Remember all the electronics we brought along? I used the RAND function in Excel. In the first cell I typed “=RAND()*(6-0)”, which will generate a random number between 0 and 6, and copied and pasted it down the first column for a hundred or so rows. The problem was that the numbers generated were ones like 1.47653 and 4.59385. (There is probably a way to tell Excel that I only wanted integers, but I was too lazy to look for it.) It’s hard to knit .47653 of a row. So, in the second column I typed “=ROUND(A1,0)” and copied and pasted it down the column. Perfect. If I had access to a printer I would have printed it out, but I didn’t so I couldn’t.

Notebook 

Here you see the four columns of random numbers. At the bottom of each is the cumulative number of rows so far. I’ve written abbreviations for the colors in the first column to help keep it straight. The sequence is black, camel, brown, white; rinse and repeat.

I set up my knitting bag to minimize yarn tangles.

Knitting_bag 

Here’s how it looks.

Random_body 

I'm going to match the stripes on the sleeves to those on the body for continuity -- the human eye always tries to discern a pattern, even when there is none -- then continue the Excel-determined random sequence on the yoke. I did a couple short rows in the back at the level of the underarm and will do a couple more near the top of the yoke, all to raise the back of the neck. Another cozy warm sweater for Dulaan.

04 June 2007

Vacation, part one.

We camped in the Black Hills for the first couple nights. These two boxes, one packed by each son for himself, demonstrate some of the differences between my boys. The upper box is #2's -- lots of clothes.

Boxes_2

The lower box is #1's -- 75 pounds of books. His [few] clothes are packed in a small backpack somewhere.

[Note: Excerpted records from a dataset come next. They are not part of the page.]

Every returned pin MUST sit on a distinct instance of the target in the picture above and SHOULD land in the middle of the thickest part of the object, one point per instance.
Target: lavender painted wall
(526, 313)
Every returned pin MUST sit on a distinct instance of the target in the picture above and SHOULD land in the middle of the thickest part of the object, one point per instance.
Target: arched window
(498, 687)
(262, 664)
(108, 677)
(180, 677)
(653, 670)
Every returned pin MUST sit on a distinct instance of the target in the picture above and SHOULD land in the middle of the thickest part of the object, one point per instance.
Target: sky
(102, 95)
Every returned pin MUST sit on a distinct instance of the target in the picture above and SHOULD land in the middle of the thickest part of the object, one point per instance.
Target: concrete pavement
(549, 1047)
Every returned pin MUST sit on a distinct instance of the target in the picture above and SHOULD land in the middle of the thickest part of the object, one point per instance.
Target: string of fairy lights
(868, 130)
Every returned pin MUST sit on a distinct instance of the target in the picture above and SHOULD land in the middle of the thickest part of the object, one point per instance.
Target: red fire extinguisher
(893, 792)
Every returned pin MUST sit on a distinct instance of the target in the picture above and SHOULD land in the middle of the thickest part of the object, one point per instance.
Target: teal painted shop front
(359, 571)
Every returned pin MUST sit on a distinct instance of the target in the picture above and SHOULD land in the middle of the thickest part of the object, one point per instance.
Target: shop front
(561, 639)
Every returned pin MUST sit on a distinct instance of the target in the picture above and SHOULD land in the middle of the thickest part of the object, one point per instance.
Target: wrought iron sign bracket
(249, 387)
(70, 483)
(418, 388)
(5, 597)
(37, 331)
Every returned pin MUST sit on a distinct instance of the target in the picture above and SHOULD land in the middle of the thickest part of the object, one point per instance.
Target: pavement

You already saw what I packed for amusement; besides the yarn I've also got six or eight books. Smokey brought a portable DVD player and a 3-disc set of 20 John Wayne movies. #2 brought his bike and Quake and Home World to play on one of the computers.*

* * * * *

Guess what?! We have knitting!

Lopi_sweater_bike_2

#2 modeled it for me.

Lopi_sweater_thinker

The sweater is sized for a 10 - 12 year-old child. #2 is 18. The sweater is a tad small on him.

Lopi_sweater_view

But it should keep some 10-year-old Mongolian child mighty toasty next winter.

Yarn: 1 strand Reynolds Lopi Light held together throughout with 1 strand worsted weight wool: teal Lopi with KnitPicks Wool of the Andes "Artic Pool Heather", creamy white Lopi with the same color of Bernat Lana merino, Oxford gray Lopi with camel-y brown Ella Rae (I couldn't locate a KP WotA the right shade of gray).

Needles: KP Options, US10.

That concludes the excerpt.